Naamah's Curse - Jacqueline Carey [18]
There was a storm coming.
A very, very big storm.
And ah, gods! It was so sudden. I don’t know what early warning signs I missed, what signs the Tatars were able to read. It was unfamiliar terrain, an unfamiliar climate, unlike any I had known.
I broke to make camp as soon as I saw the clouds massing. It was my custom to tend to the horses first, unsaddling Ember, unloading all of Coal’s packs, checking their hooves, and turning them loose to graze. This time, my heart beating hard in my chest, I begged their forgiveness and set about erecting my sheltering tent, fearful for my vulnerable human flesh.
I couldn’t do it.
It was a task that had grown more difficult every day. Bit by bit, the farther I rode, the colder it got, the more the turf had hardened.
Today, it had hardened further. My wooden mallet skidded futilely off the frayed heads of the wooden tent-stakes. The points of the stakes splintered against the frozen ground, unable to penetrate the sod. I swung and pounded until my arm ached, my chest heaving and my breath rising in frosty puffs, all to no avail.
My eyes stung with frustrated tears. I dragged my padded sleeve over them. “Gods bedamned, Bao! Stupid, stubborn boy! Could you not stay put for one minute? Did you have to put me through this?”
The only thing to answer was the storm.
It descended on us with an unearthly howl, fierce as a dragon’s fury, the wind filled with pellets of ice. It snatched the dense felt of my tent away from me, plucking the fabric and lines and stakes from my helpless fingers, sending it careening across the grassy plains under a glowering sky.
Flee.
The word resounded in my head. I did not know who or what spoke it—whether it was the Maghuin Dhonn Herself, the D’Angeline gods Naamah or Anael, the unknown gods of the Tatars, or merely my own panic speaking.
It didn’t matter.
I fled. I ran toward Ember, hurling myself across his saddle. It struck me hard in the chest. I hauled myself astride, flinging my leg over him. I found the reins, and gave him his head.
“Go!” I shouted. “Go, go, go!”
My valiant chestnut arched his neck and thundered southward; poor Coal, half-unladen, laboring in his wake.
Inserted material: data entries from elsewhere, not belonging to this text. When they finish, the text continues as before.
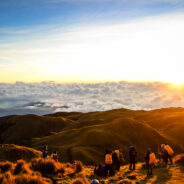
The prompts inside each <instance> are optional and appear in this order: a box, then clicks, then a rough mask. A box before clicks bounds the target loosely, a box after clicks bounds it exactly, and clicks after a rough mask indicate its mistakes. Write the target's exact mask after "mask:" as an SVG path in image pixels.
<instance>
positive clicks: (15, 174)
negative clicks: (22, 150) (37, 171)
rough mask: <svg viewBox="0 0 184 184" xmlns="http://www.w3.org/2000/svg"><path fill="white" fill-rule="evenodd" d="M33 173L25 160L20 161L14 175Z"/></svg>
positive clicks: (16, 166) (30, 173)
mask: <svg viewBox="0 0 184 184" xmlns="http://www.w3.org/2000/svg"><path fill="white" fill-rule="evenodd" d="M32 172H33V171H31V169H30V168H29V165H28V164H27V163H26V162H25V161H24V160H18V161H17V163H16V166H15V169H14V174H15V175H19V174H32Z"/></svg>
All around us, the storm howled, pursuing us.
Flee.
Snow and bits of ice pelted us. I could not tell if it was day or night. All the world was chaos. We rode and rode and rode, trying to outpace the storm. I was a frozen creature, clinging to another frozen creature. The whipping wind howled. Frost gathered on my eyelashes. Ember lost his footing and staggered hard beneath me, pitching me onto his neck. He caught himself from falling, but came up lame, lurching every time he put weight on his left foreleg.
I slipped from the saddle and leant my face against his ice-crusted neck in despair. With an effort, I pushed myself away and set about trying to unbuckle the straps that lashed Coal’s load to his back.
It was impossible. The straps were stiff and frozen, and my fingers were so numb I couldn’t get any purchase.
So I did the only thing I could think to do. I took up Ember’s reins and began trudging on foot, the horses trailing behind me.
How long I walked, I could not say. It felt like an eternity. The storm was like a mighty hand shoving me from behind. I concentrated on putting one foot in front of the other, convinced that if I stopped moving, I would die.
I don’t doubt that it was true. Allowing my gift to be used in an unwise manner, I’d come close to dying before, but I never felt anything that sapped my will to live the way that bitter, cold wind did. Would that I could say it was hope that kept me going, but no such thing existed in that raging darkness. It was the irrational spark of anger I harbored toward Bao, the sense that this was all his fault, that gave me the will to keep taking one step, then another, long after my legs had begun to feel leaden.